Wireguard handshake

[Ray]

Hello Dear Members!

For several months I can’t deal with Wireguard. And this begins to drive me crazy.
It seems to me that I tried all the manuals on the Internet.

In the end, I settled on this:
https://github.com/opnsense/docs/blob/master/source/manual/how-tos/wireguard-client.rst
Everything is done as described.
But the handshake only occurs if I am on the same wifi-network with the WG server. And everything works great.

If I plunge from a mobile network, handshakes do not happen.
WAN-rule passed.
The client is trying to make a handshake, and nothing happens further.

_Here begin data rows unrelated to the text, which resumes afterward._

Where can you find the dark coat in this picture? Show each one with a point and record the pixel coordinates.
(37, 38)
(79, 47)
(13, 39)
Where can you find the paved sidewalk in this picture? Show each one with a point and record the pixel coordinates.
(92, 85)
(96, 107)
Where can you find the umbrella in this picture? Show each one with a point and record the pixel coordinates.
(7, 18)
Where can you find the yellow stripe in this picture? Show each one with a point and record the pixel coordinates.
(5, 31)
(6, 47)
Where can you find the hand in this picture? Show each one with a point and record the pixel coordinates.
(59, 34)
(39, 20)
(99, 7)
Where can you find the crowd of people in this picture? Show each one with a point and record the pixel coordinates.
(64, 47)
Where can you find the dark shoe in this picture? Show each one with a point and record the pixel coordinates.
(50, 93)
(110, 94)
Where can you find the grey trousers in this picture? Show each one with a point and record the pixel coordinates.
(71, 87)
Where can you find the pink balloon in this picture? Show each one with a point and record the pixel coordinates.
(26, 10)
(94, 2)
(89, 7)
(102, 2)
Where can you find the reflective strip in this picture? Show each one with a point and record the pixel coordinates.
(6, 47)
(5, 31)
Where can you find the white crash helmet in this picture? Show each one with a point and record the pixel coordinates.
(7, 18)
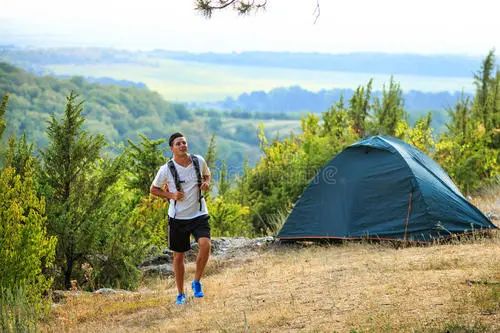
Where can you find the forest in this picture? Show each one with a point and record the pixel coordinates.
(73, 210)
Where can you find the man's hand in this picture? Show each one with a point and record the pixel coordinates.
(204, 186)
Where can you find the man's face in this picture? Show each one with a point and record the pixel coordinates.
(179, 146)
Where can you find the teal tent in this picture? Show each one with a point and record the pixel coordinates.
(382, 188)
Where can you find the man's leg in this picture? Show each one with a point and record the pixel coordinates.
(204, 245)
(179, 271)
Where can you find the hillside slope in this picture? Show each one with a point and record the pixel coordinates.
(356, 287)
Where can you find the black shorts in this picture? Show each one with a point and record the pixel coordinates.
(179, 232)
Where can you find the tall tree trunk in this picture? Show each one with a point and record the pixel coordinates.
(68, 271)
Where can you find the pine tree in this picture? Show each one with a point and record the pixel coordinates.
(25, 248)
(485, 89)
(359, 106)
(390, 110)
(211, 154)
(20, 155)
(223, 184)
(3, 109)
(75, 181)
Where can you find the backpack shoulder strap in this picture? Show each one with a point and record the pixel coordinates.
(196, 164)
(173, 171)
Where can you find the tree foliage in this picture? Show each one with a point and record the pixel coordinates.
(75, 182)
(3, 108)
(243, 7)
(144, 160)
(26, 249)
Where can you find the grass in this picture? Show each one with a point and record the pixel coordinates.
(352, 287)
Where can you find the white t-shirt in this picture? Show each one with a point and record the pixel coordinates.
(189, 206)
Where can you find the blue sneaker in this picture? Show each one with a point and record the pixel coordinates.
(181, 299)
(196, 285)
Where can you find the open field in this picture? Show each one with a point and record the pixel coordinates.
(181, 81)
(351, 287)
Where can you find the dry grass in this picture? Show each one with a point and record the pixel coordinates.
(355, 287)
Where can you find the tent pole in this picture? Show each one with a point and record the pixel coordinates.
(408, 215)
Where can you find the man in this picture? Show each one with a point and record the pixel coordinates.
(186, 176)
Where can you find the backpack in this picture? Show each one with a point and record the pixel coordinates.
(177, 181)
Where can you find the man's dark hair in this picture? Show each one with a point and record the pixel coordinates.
(173, 137)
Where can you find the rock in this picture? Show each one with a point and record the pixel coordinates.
(105, 291)
(222, 248)
(165, 258)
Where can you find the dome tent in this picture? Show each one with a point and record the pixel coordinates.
(382, 188)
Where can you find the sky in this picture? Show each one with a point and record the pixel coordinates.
(392, 26)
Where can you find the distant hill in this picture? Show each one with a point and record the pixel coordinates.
(429, 65)
(117, 112)
(298, 100)
(411, 64)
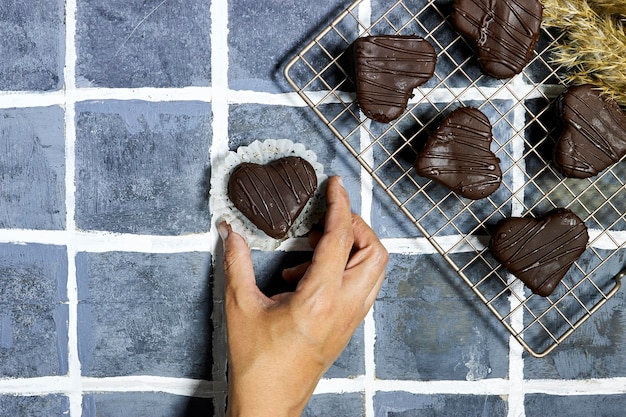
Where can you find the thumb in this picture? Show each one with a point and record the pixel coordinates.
(238, 269)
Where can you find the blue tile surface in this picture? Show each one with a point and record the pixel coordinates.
(144, 314)
(33, 45)
(250, 122)
(45, 406)
(32, 168)
(539, 405)
(153, 43)
(402, 404)
(332, 405)
(429, 326)
(33, 316)
(143, 167)
(257, 57)
(135, 404)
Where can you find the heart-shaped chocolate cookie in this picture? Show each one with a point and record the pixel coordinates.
(458, 155)
(504, 32)
(272, 196)
(387, 69)
(594, 136)
(540, 251)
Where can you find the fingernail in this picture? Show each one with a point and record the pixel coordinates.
(223, 229)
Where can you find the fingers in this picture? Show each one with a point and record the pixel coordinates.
(334, 246)
(365, 271)
(295, 273)
(240, 284)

Help me please how to find out what is the problem?

[Ray]

Screens

[Greelan]

You will need to post your actual configs on OPNsense and mobile phone. The screenshots above give very little useful info

BTW, the web version of the how-to is easier on the eye xD

https://docs.opnsense.org/manual/how-tos/wireguard-client.html

[Ray]

Configs

[Greelan]

Looks OK

Is unbound actually listening on the WG interface? You've specified that for DNS on the mobile

What about your WAN rule and WG interface rules?

[Ray]

Adhuardhome listens to all interfaces. I have OpenVPN servers and they will resolve without problems.
And when I am in one WiFi network and a handshake occurs, Adguardhome resolving a WG client "192.168.33.10"

Interface Wg is on.

[Greelan]

Have you applied that second rule? The screenshot still says it hasn't been applied

[Greelan]

And your WG subnet is totally different to your LAN, right? No overlapping subnets?

[Ray]

Yes, the rule are applied.
I moved it up from the inactive for the screenshot and not to apply it

Subnets are not overlapping. I think I could not connect to WG from the home network if the subnets overlapping.

[Ray]

Netstat

[spyware-avoidance]

I have been experiencing the same thing. The issue is that mine works once in a while, for example, if I make a change in OPNsense, and then go back and restore settings (to undo the change), then WireGuard works from external network. Then after a while it will not work no matter what.
I'm new to OPNsense, so I have done steps in the documentation several times, and WireGuard just works randomly, and it doesn't work more often than it does work.
This is an issue I have been experiencing since I started using OPNsense, so something is probably wrong with the server itself, or the way configuration are applied. I have other services running, so I suppose the firewall rules work, because I do not have any issues with those.
I was just about to hook up a darn RaspberryPi to the router and just do a NAT port forward, because I can't seem to figure out what is going on with Wireguard in OPNsense.
Edit: rebooting OPNsense does not make a difference, only if I revert a change under the system menu, and even then it only lasts for a while before it stops working again.